Selling regulations and consumer protection
Whether you are selling to businesses (b2b) or to consumers (b2c), you must comply with various trading regulations. These regulate what you can say about your product or service and how you behave when making a sale. For example, misleading marketing could lead to an investigation by trading standards and a fine (or even imprisonment). Extra consumer protection regulations apply to selling to consumers (as opposed to business customers), helping to protect consumer rights.
Special regulations apply to distance selling, particularly when you're selling to individual consumers rather than to other businesses. These rules apply to any selling that does not involve face to face meeting - for example, online or mail-order sales. Amongst other things, consumers generally have an automatic right to cancel orders within a cooling-off period.
Special rules also apply if you want to offer credit to consumers. You’re likely to need a license, and must follow rules on credit agreements and the information you provide to customers. You do not need a licence just to accept payment by credit card.

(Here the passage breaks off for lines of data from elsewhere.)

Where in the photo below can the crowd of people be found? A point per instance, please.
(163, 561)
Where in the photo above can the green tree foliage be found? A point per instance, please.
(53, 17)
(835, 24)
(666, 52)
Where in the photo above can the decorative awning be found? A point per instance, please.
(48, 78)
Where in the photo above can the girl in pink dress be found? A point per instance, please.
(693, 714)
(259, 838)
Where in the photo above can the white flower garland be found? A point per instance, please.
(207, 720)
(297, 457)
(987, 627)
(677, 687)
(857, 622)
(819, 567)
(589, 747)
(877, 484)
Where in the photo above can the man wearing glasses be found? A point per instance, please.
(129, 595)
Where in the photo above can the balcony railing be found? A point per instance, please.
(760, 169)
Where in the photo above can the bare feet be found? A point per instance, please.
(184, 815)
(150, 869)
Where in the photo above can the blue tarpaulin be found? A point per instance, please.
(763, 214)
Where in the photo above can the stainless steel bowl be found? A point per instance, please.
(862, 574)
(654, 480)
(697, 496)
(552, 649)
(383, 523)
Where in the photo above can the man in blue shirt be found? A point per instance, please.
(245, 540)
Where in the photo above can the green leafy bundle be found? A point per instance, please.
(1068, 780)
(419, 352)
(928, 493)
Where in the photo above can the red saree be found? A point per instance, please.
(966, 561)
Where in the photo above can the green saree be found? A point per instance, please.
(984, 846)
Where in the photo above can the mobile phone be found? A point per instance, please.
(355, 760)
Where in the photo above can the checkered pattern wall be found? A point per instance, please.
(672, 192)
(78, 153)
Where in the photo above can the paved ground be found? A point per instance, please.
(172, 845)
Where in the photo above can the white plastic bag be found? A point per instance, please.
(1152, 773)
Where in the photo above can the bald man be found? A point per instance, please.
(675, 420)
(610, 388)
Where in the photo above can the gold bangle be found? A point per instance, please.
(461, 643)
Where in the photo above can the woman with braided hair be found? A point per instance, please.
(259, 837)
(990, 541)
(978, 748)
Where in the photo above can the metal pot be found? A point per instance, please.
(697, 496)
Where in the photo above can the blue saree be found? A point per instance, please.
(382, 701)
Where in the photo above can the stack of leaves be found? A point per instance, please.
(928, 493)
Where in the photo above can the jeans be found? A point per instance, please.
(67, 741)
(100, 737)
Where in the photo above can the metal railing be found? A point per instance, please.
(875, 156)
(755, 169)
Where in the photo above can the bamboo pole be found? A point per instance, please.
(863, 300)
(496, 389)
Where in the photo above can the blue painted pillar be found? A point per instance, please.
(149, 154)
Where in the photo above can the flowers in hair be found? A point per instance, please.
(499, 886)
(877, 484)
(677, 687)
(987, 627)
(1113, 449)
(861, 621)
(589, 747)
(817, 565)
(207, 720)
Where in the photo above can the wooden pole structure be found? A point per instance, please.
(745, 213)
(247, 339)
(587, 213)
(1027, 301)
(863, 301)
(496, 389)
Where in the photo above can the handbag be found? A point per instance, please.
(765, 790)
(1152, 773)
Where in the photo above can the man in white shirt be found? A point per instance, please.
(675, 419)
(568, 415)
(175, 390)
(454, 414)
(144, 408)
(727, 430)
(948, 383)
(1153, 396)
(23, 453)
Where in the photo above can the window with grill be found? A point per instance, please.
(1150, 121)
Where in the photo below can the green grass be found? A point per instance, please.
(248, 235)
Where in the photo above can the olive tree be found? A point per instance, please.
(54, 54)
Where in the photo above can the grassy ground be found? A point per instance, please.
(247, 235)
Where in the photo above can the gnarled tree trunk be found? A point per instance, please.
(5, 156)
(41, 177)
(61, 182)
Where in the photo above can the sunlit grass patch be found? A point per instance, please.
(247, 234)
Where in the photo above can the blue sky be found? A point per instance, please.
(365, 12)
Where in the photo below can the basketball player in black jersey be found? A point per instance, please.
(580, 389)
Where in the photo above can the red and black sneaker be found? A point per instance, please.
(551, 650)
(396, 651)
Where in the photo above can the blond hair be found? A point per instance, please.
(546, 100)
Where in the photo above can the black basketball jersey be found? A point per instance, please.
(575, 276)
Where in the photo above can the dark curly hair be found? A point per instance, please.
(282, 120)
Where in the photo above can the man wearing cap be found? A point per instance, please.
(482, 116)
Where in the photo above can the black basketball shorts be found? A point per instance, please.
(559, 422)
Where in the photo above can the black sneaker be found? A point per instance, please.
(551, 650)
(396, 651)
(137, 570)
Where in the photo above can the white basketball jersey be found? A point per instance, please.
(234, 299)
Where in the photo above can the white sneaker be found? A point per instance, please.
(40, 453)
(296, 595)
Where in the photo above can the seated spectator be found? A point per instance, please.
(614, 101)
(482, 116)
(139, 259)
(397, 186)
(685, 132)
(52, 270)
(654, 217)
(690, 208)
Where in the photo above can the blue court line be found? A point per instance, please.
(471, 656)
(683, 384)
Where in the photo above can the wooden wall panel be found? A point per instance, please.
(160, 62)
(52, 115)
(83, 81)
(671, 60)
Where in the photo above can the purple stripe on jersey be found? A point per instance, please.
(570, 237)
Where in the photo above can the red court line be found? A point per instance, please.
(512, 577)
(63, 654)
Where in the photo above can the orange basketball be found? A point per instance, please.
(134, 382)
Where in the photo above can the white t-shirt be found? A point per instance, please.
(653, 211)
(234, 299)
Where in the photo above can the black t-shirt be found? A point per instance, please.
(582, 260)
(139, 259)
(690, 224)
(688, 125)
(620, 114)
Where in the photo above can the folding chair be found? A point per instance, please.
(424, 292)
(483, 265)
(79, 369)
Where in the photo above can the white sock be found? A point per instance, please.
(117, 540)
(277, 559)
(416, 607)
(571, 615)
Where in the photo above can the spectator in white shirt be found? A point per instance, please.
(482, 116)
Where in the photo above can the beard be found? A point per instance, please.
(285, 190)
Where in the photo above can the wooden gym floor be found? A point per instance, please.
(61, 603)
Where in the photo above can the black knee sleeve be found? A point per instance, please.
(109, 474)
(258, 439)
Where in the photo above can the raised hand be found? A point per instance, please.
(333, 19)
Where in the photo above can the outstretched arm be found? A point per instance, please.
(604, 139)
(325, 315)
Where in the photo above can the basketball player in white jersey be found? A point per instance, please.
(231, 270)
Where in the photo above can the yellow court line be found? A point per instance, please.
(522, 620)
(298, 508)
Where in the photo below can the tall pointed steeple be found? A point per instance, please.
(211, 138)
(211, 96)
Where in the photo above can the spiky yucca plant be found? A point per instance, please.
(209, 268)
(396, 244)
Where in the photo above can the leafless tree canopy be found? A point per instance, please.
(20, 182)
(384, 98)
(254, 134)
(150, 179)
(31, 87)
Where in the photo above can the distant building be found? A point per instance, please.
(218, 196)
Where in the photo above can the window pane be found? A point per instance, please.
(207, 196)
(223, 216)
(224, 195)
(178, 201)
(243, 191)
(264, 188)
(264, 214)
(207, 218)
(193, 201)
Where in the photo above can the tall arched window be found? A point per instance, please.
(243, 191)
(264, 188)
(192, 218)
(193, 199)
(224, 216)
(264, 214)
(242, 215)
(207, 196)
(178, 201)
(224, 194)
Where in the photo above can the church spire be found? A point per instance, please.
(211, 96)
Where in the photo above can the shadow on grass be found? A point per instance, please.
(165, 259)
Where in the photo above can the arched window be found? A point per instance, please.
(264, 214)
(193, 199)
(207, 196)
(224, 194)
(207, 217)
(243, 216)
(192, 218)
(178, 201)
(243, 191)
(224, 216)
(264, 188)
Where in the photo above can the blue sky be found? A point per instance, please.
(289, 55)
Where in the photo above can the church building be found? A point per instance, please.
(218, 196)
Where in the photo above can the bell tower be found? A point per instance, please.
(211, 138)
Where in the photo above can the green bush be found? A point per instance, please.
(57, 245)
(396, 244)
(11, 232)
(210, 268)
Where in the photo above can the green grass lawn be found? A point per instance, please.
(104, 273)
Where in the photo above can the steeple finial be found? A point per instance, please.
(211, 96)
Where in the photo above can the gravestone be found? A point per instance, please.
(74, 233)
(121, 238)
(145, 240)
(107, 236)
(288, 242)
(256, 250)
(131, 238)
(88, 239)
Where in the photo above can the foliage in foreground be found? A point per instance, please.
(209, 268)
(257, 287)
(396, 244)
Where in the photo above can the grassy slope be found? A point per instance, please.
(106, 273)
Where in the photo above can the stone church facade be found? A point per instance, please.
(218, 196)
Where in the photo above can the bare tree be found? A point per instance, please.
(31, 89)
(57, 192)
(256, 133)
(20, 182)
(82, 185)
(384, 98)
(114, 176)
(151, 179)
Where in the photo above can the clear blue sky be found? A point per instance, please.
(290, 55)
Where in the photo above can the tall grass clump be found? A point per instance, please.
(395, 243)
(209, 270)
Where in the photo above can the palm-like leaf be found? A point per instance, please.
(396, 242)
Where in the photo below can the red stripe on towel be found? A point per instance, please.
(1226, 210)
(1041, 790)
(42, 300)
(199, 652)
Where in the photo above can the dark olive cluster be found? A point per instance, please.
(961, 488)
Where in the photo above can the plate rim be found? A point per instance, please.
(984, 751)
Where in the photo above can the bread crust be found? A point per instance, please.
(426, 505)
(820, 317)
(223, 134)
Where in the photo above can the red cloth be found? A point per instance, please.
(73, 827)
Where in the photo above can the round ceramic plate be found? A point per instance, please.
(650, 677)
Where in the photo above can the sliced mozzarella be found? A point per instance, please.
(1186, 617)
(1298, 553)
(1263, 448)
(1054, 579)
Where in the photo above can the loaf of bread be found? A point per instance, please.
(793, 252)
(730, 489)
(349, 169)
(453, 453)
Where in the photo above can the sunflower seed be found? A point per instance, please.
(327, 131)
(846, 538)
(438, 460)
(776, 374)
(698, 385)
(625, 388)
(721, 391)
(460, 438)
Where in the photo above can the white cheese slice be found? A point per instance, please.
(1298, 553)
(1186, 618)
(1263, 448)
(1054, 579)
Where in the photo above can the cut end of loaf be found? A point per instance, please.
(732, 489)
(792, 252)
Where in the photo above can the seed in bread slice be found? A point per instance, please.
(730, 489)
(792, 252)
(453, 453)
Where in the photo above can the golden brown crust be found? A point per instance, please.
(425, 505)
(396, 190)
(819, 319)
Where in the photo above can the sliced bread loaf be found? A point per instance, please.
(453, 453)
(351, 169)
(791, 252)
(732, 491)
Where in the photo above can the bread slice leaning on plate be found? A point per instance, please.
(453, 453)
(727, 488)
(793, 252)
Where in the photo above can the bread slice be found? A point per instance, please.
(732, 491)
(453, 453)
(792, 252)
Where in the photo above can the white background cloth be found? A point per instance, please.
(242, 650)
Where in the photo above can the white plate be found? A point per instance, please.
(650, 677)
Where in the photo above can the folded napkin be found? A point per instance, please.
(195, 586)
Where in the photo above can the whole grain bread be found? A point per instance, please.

Instead of selling directly to the customers who use your product or service, you might prefer to sell through agents or distributors. This can be a better way to grow your customer base, but you need to be aware of the legal issues. Competition regulations, intellectual property, contract details and your responsibilities to your agent or distributor can all cause problems.
Agents and distributors can be particularly helpful for selling into new markets overseas. If you trade internationally, you will also need to take into account any local regulations in your export markets covering sales, marketing or other aspects of your business.